Eğer ağlamanıza sebep olan şey kalbinizde ya da boğazınızda hissettiğiniz bir duyguysa, kitabın önceki bölümlerinde gördüğümüz "Duygu yok etme" yöntemini kullanın. Ağlamanıza sebep olan duyguyu vücudunuzda bulun ve gözlerinizi kapatıp o duyguyu zihninizde görmeye çalışın. Mikrop bir anda karşınıza çıkacaktır. Belki de tam olarak boğazınızda bir top şeklinde göreceksiniz o duyguyu. Karşınızda "Pişmiş kelle" gibi sırıtarak, "Bi arkadaşa bakıp çıkacaktım" diyecektir size. Sakın inanmayın ona. Bakın, onu gördüğünüzü fark edince nasıl da masumlaştı... Sakın yüz vermeyin o mikroba. Adı üstünde, "Mikrop" işte! O topu zihninizde bir güzel uzağa doğru fırlatıp atın. Sonra topun gittiği yerde oluşan boşluğa, güneşten akan sıcacık bir ışık gönderin ve boşluğu doldurun.

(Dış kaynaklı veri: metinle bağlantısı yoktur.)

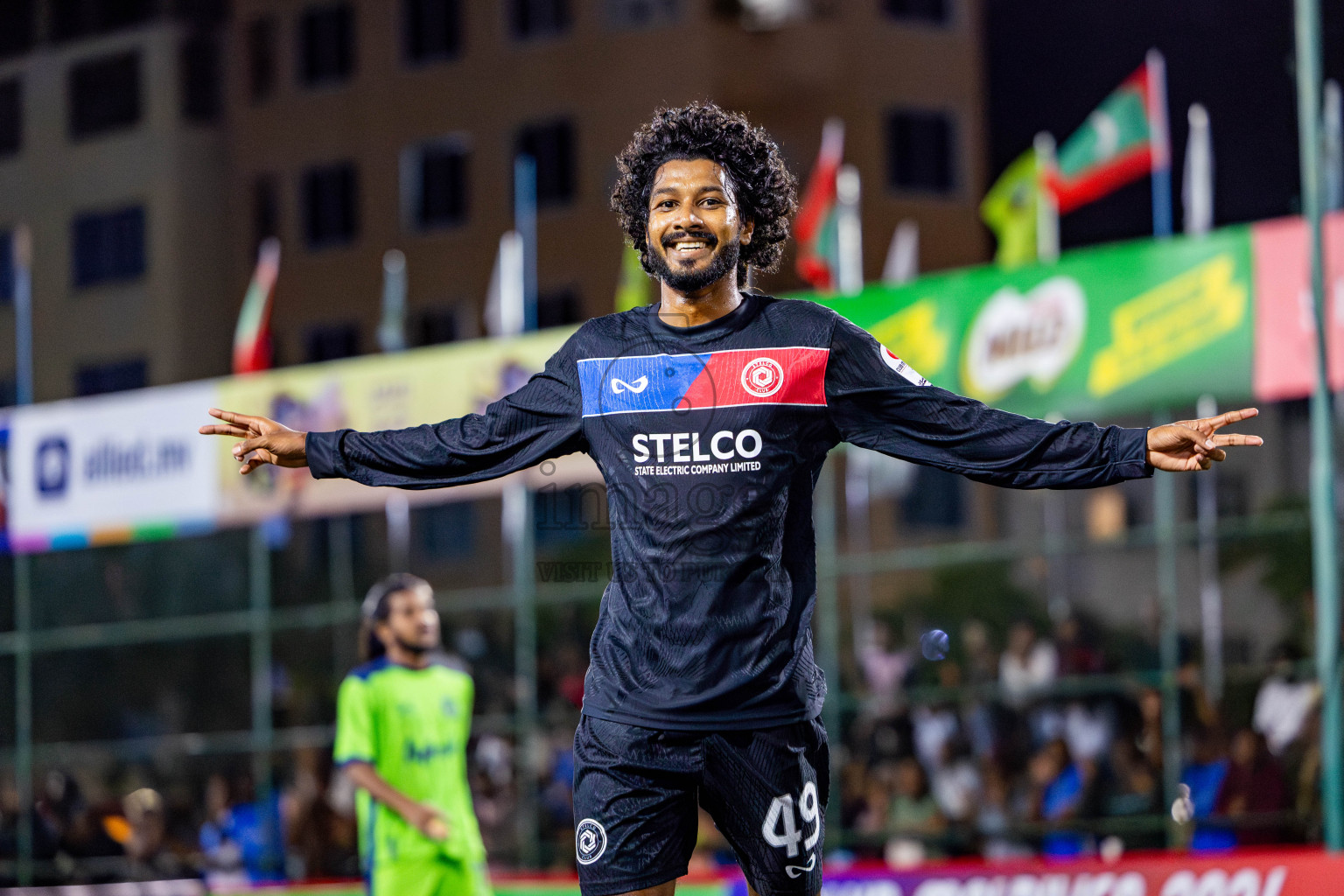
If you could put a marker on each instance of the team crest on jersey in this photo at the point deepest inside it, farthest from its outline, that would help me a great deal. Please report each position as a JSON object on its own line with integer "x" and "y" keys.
{"x": 762, "y": 376}
{"x": 589, "y": 841}
{"x": 732, "y": 378}
{"x": 894, "y": 361}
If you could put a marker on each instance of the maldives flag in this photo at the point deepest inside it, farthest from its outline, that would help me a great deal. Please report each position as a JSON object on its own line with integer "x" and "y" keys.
{"x": 1123, "y": 140}
{"x": 815, "y": 228}
{"x": 252, "y": 336}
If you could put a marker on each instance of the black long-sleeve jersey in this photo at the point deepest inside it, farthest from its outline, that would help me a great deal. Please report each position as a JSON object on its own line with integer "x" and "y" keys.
{"x": 710, "y": 439}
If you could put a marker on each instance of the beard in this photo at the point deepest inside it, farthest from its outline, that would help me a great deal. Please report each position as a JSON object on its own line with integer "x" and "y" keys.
{"x": 691, "y": 281}
{"x": 410, "y": 647}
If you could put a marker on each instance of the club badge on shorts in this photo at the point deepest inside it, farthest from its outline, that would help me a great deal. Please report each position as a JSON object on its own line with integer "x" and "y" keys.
{"x": 589, "y": 841}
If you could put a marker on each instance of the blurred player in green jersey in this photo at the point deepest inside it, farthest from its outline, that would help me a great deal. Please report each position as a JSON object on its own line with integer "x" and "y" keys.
{"x": 402, "y": 722}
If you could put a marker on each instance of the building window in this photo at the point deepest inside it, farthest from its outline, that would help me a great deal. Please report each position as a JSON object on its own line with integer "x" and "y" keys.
{"x": 117, "y": 376}
{"x": 17, "y": 27}
{"x": 553, "y": 150}
{"x": 920, "y": 152}
{"x": 445, "y": 531}
{"x": 934, "y": 500}
{"x": 331, "y": 200}
{"x": 200, "y": 100}
{"x": 331, "y": 341}
{"x": 104, "y": 94}
{"x": 538, "y": 18}
{"x": 5, "y": 266}
{"x": 558, "y": 308}
{"x": 434, "y": 185}
{"x": 642, "y": 14}
{"x": 927, "y": 11}
{"x": 74, "y": 19}
{"x": 327, "y": 45}
{"x": 265, "y": 207}
{"x": 109, "y": 246}
{"x": 431, "y": 30}
{"x": 11, "y": 117}
{"x": 436, "y": 326}
{"x": 261, "y": 58}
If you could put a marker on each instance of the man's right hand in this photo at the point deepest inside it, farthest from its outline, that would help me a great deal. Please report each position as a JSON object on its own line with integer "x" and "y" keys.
{"x": 428, "y": 821}
{"x": 262, "y": 441}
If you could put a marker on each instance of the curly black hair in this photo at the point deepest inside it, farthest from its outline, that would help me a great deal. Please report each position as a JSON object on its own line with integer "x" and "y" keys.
{"x": 765, "y": 191}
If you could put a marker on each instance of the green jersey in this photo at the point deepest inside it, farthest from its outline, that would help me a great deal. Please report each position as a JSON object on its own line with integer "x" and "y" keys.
{"x": 411, "y": 727}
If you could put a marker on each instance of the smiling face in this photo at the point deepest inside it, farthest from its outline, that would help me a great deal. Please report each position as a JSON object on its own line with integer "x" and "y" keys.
{"x": 695, "y": 231}
{"x": 411, "y": 622}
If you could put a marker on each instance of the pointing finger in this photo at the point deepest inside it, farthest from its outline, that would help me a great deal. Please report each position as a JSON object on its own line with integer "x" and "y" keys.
{"x": 1198, "y": 441}
{"x": 1231, "y": 416}
{"x": 214, "y": 429}
{"x": 1238, "y": 438}
{"x": 231, "y": 416}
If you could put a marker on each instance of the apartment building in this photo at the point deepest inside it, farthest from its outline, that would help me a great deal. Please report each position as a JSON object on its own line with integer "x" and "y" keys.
{"x": 363, "y": 125}
{"x": 113, "y": 153}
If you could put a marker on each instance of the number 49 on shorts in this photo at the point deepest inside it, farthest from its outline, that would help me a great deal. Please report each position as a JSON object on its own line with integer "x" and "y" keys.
{"x": 781, "y": 830}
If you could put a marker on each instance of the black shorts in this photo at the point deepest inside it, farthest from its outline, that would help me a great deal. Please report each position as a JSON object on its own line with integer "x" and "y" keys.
{"x": 636, "y": 793}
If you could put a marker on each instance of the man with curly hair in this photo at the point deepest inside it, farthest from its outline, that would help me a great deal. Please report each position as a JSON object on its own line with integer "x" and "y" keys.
{"x": 710, "y": 416}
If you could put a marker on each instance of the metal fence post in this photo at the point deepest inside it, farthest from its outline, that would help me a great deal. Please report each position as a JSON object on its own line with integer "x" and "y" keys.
{"x": 827, "y": 622}
{"x": 23, "y": 712}
{"x": 1164, "y": 526}
{"x": 1324, "y": 522}
{"x": 260, "y": 604}
{"x": 519, "y": 531}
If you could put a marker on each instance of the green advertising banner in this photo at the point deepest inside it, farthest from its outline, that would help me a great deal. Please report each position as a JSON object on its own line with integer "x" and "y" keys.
{"x": 1105, "y": 331}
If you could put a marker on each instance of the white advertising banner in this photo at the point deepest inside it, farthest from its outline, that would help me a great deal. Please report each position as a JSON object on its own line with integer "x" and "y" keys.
{"x": 112, "y": 469}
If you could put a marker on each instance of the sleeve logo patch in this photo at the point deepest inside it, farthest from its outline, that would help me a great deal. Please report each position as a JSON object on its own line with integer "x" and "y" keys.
{"x": 762, "y": 376}
{"x": 907, "y": 373}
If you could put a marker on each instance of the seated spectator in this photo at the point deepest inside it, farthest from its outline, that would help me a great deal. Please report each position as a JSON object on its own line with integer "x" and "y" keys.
{"x": 956, "y": 782}
{"x": 147, "y": 852}
{"x": 982, "y": 662}
{"x": 885, "y": 669}
{"x": 1205, "y": 777}
{"x": 913, "y": 817}
{"x": 1254, "y": 786}
{"x": 1027, "y": 665}
{"x": 1078, "y": 655}
{"x": 1130, "y": 786}
{"x": 1283, "y": 702}
{"x": 993, "y": 817}
{"x": 220, "y": 853}
{"x": 872, "y": 800}
{"x": 252, "y": 830}
{"x": 1060, "y": 790}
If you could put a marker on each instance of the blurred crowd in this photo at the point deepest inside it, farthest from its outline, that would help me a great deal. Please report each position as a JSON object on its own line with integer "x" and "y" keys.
{"x": 1019, "y": 743}
{"x": 1028, "y": 750}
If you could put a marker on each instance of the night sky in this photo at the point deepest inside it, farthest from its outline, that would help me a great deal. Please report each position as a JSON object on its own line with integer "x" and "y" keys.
{"x": 1051, "y": 62}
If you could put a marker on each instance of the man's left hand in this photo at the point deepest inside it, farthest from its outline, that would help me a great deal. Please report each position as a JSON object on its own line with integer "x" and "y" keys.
{"x": 1186, "y": 446}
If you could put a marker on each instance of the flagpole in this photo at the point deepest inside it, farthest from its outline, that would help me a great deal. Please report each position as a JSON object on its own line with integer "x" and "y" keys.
{"x": 1158, "y": 130}
{"x": 902, "y": 262}
{"x": 1047, "y": 208}
{"x": 848, "y": 231}
{"x": 1326, "y": 571}
{"x": 22, "y": 253}
{"x": 524, "y": 223}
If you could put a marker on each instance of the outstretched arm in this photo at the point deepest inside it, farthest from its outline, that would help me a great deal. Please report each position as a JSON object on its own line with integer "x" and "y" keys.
{"x": 878, "y": 406}
{"x": 539, "y": 421}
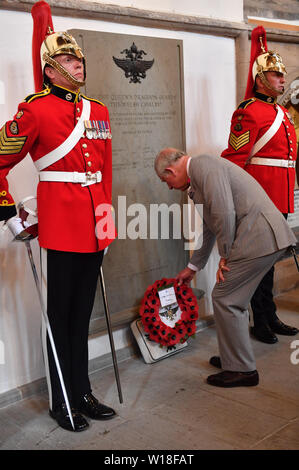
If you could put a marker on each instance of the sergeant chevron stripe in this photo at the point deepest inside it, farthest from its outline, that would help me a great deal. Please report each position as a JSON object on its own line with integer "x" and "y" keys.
{"x": 239, "y": 141}
{"x": 10, "y": 145}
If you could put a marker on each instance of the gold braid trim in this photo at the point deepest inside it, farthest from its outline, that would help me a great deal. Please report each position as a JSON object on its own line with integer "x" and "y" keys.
{"x": 62, "y": 70}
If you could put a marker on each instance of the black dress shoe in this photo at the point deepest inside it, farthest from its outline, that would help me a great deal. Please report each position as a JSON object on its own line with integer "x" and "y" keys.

Gözlerinizi açtığınız zaman, ağlama isteğiniz tamamen ortadan kaybolmuş olacaktır. "Hangi yüzyıldayız" gibi tuhaf tepkiler verebilirsiniz, bu son derece normaldir. Ee, kolay değil, çok tehlikeli bir düşmanı attınız vücudunuzdan. O kadar tepki de olsun artık...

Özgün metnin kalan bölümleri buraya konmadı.